DETROIT (Reuters) - Jerry York, a former General Motors Corp GM.N board member and adviser to billionaire investor Kirk Kerkorian, said on Sunday GM had made substantial progress in its turnaround, while a merger with a foreign automaker was likely down the road for Chrysler LLC.

York, who resigned from GM's board of directors just over a year ago, said the No. 1 U.S. automaker had made deep cost cuts but needed to do more to slow and reverse a loss of market share in recent years.

"I think GM has made a lot of progress. They're well on their way to taking $9 billion out of their structural costs," York told the Reuters Auto Summit. "They have this new labor contract that will save them several-billion dollars each year, but again the 64-dollar question, if you will, is attenuating market share loss."

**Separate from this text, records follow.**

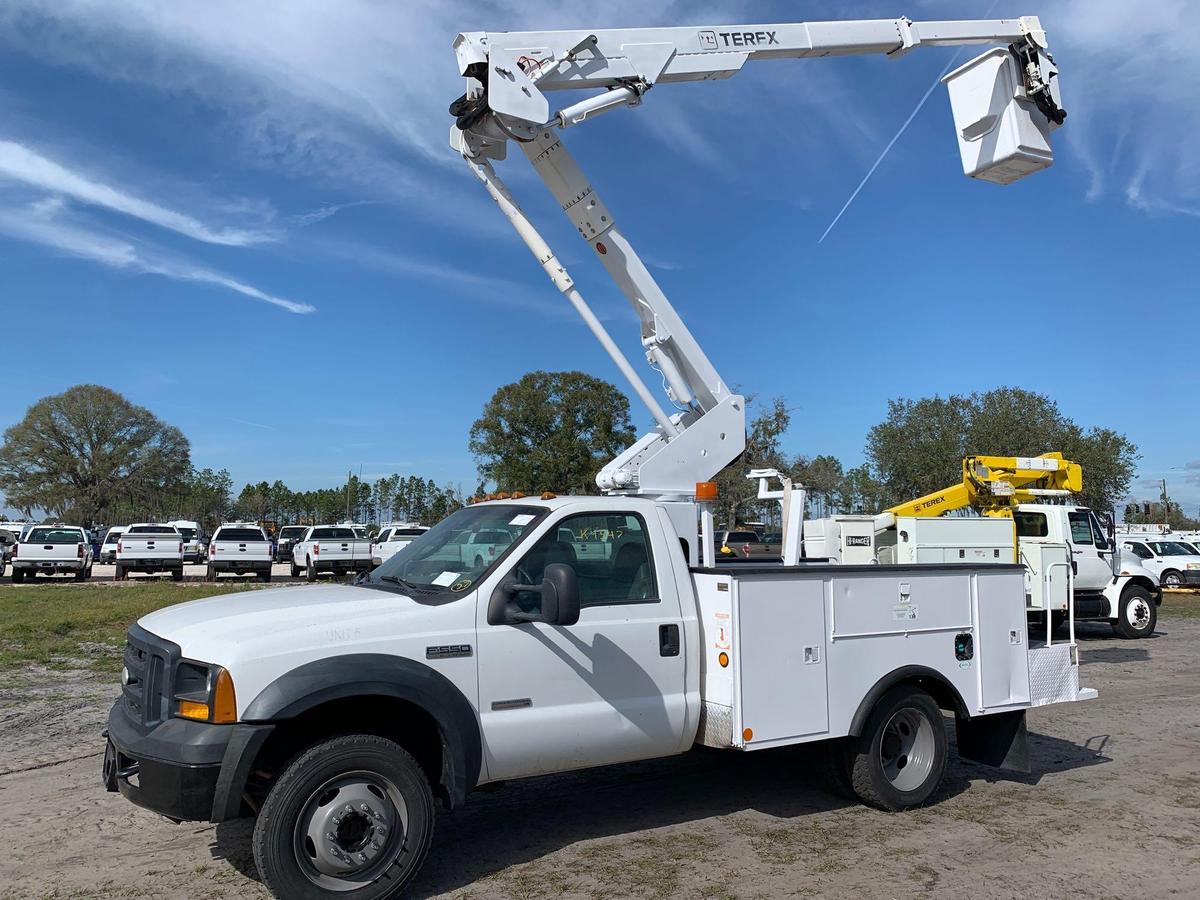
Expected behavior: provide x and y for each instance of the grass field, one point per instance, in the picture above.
(83, 625)
(73, 625)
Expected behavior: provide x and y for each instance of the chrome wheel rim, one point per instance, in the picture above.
(907, 749)
(1138, 613)
(351, 831)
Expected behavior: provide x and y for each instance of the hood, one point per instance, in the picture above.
(279, 621)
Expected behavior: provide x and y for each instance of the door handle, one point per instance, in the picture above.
(669, 640)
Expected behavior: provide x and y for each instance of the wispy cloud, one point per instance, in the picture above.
(22, 163)
(41, 223)
(321, 214)
(1129, 87)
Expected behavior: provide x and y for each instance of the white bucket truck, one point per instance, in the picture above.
(339, 713)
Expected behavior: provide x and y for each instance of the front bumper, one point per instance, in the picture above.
(181, 769)
(48, 565)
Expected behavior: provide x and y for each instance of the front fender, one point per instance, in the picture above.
(363, 675)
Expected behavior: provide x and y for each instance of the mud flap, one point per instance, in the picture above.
(999, 739)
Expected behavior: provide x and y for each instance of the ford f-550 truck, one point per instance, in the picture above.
(337, 714)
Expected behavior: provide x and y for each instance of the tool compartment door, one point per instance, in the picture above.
(781, 659)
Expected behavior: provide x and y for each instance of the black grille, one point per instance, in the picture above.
(149, 673)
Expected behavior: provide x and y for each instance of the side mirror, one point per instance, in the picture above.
(559, 593)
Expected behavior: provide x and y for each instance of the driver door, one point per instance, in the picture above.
(1091, 552)
(607, 689)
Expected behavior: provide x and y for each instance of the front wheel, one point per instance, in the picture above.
(1138, 613)
(352, 814)
(900, 759)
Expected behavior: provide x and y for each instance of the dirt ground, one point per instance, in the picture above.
(1111, 811)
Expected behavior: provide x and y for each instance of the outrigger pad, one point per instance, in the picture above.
(999, 739)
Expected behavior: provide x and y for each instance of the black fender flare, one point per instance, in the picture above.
(906, 673)
(361, 675)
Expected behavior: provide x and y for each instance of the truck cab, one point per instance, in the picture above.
(1107, 583)
(1176, 563)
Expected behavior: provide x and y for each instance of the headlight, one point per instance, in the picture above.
(204, 694)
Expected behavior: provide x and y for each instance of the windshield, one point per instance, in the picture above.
(54, 535)
(457, 552)
(1171, 549)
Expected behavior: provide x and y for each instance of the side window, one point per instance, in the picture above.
(1080, 528)
(610, 555)
(1031, 525)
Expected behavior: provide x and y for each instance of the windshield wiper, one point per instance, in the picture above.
(406, 585)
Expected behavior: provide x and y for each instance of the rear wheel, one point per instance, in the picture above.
(352, 816)
(900, 759)
(1138, 613)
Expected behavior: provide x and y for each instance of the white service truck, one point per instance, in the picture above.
(337, 714)
(240, 549)
(150, 547)
(330, 549)
(52, 550)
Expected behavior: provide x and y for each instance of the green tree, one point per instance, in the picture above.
(551, 431)
(87, 450)
(921, 444)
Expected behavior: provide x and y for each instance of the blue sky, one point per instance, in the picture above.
(245, 216)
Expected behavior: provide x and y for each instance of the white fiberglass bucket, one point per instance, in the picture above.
(1002, 136)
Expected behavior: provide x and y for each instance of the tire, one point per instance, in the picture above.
(1137, 616)
(291, 843)
(900, 759)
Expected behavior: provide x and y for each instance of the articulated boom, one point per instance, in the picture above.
(1005, 102)
(997, 484)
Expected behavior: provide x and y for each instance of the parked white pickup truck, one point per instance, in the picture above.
(330, 549)
(1176, 563)
(394, 537)
(239, 547)
(355, 705)
(150, 547)
(52, 550)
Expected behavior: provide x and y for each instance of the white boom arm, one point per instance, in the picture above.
(1005, 102)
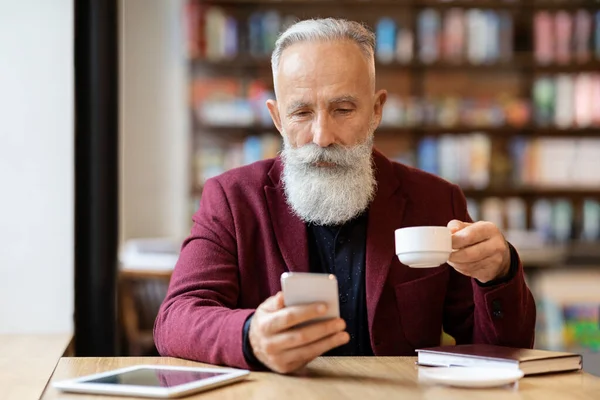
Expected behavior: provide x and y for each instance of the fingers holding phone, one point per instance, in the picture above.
(291, 329)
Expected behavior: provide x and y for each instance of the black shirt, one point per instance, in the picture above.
(341, 250)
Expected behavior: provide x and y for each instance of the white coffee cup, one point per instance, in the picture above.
(423, 246)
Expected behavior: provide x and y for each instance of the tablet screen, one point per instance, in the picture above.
(155, 377)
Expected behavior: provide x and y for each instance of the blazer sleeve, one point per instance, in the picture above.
(198, 319)
(502, 314)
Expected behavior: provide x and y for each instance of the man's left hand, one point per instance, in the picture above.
(480, 250)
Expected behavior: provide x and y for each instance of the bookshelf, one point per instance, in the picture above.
(465, 96)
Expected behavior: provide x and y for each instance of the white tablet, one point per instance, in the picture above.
(155, 381)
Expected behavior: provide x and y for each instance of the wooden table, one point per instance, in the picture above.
(27, 362)
(345, 378)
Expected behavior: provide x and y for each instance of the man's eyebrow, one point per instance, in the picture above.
(344, 99)
(296, 105)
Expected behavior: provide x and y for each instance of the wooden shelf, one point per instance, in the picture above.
(242, 131)
(530, 193)
(573, 67)
(247, 62)
(519, 63)
(483, 4)
(533, 192)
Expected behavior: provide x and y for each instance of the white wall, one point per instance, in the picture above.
(36, 166)
(154, 120)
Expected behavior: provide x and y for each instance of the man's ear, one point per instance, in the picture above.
(380, 98)
(274, 111)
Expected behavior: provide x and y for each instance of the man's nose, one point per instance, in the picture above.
(322, 131)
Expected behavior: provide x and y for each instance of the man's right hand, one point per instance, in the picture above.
(283, 347)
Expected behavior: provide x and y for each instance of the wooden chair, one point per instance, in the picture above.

York, a former Chrysler chief financial officer who also advised Kerkorian's Tracinda Corp in a failed bid for the No. 3 U.S. automaker earlier this year, said Chrysler would likely be spun off after its own turnaround shows results.

The carmaker is now majority owned by Cerberus Capital Management CBS.UL, and York speculated on the private equity firm's strategy for his former employer.

"My best guess would be that it is to fix up the company, get it back to profitability and then merge it with a foreign automaker," York said.

York said Cerberus would need four years to turn around the company's financial performance to ready it for a merger. "They have got a four-year fixer-up job to do," he said.

York, who had served as Kerkorian's representative on GM's board, had lobbied the automaker to sell its Saab and Hummer brands and resigned after GM decided to end talks with Renault-Nissan over a proposed alliance.

When asked, York said there were indications that Saab and Hummer were still not performing well for GM.

"I have decided I don't want to talk a lot about GM," York said. "But needless to say in the case of Hummer, rising fuel prices haven't helped its outlook very much."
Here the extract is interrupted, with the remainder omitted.